To the west of Shippan is the South End, to the north is Downtown, to the northeast is the East Side, and to the east is The Cove. The area south of the intersection of Shippan Avenue and Magee Avenue is considered the Shippan Point neighborhood. To the north, the Metro-North train tracks and Interstate 95 separate Shippan from Downtown Stamford.

Virtually all of Shippan Point is zoned for single-family and two-family residential buildings.

Major streets in Shippan include Shippan Avenue and Elm Street.

== Demographics ==
Shippan is a demographically diverse neighborhood, although it varies from section to section. While the neighborhood is home to many working class people, the Shippan Point area is notably more wealthy and homogenous.

==Economy==
Shippan is home to various types of ethnic businesses, including Asian Indian stores and Italian pizzerias on Cove Road, and European delis on Elm Street.

The neighborhood includes Cummings Park public beach, St. Mary Roman Catholic Church, and St. Benedict Roman Catholic Church. The neighborhood also hosts a supermarket, and many restaurants and small retail businesses.

A Clairol factory is located where the Shippan meets the Cove section on Cove Avenue. In 2008, Clairol Corporation announced plans to sell the facility. In 2011, the Clariol factory (which had been abandoned) was demolished and replaced with an NBC Sports studio and the Chelsea Piers Stamford athletic and aquatic club.

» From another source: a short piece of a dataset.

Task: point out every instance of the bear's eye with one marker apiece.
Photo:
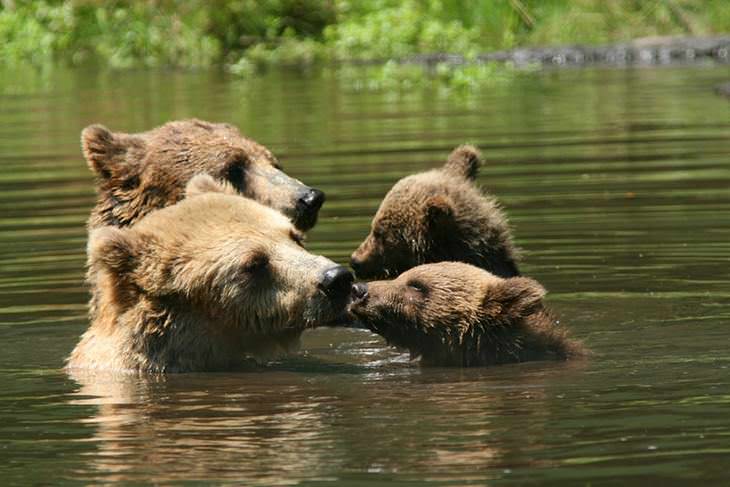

===Sewage treatment plant===
Shippan is home to the Water Pollution Control Authority, a sewage treatment plant. The plant, which also serves Darien, is located on Magee Avenue by the East Branch of Stamford Harbor. Originally built in 1974 with a capacity of 17 e6USgal per day, the plant was upgraded in 2005 for $105 million, increasing its capacity to 24 e6USgal per day and a maximum peak flow capacity of 68 e6USgal per day. The city began treating sewage to remove nitrogen in 1988, and the 2005 upgrade increased the amount of nitrogen removed from sewage from 65 percent to 90 percent. The upgrade also included three odor-control machines at a total cost of $6 million. The machines use massive fans to suck odiferous fumes into chambers where chemicals are used to remove 99.9 percent of the hydrogen sulfide that causes the odor. An ultraviolet light disinfectant machine sterilizes the water in the plant and eliminates the need to use and store large amounts of chlorine.

The plant is a major landmark in the neighborhood, and many residents have previously complained about the smell that emanates from it.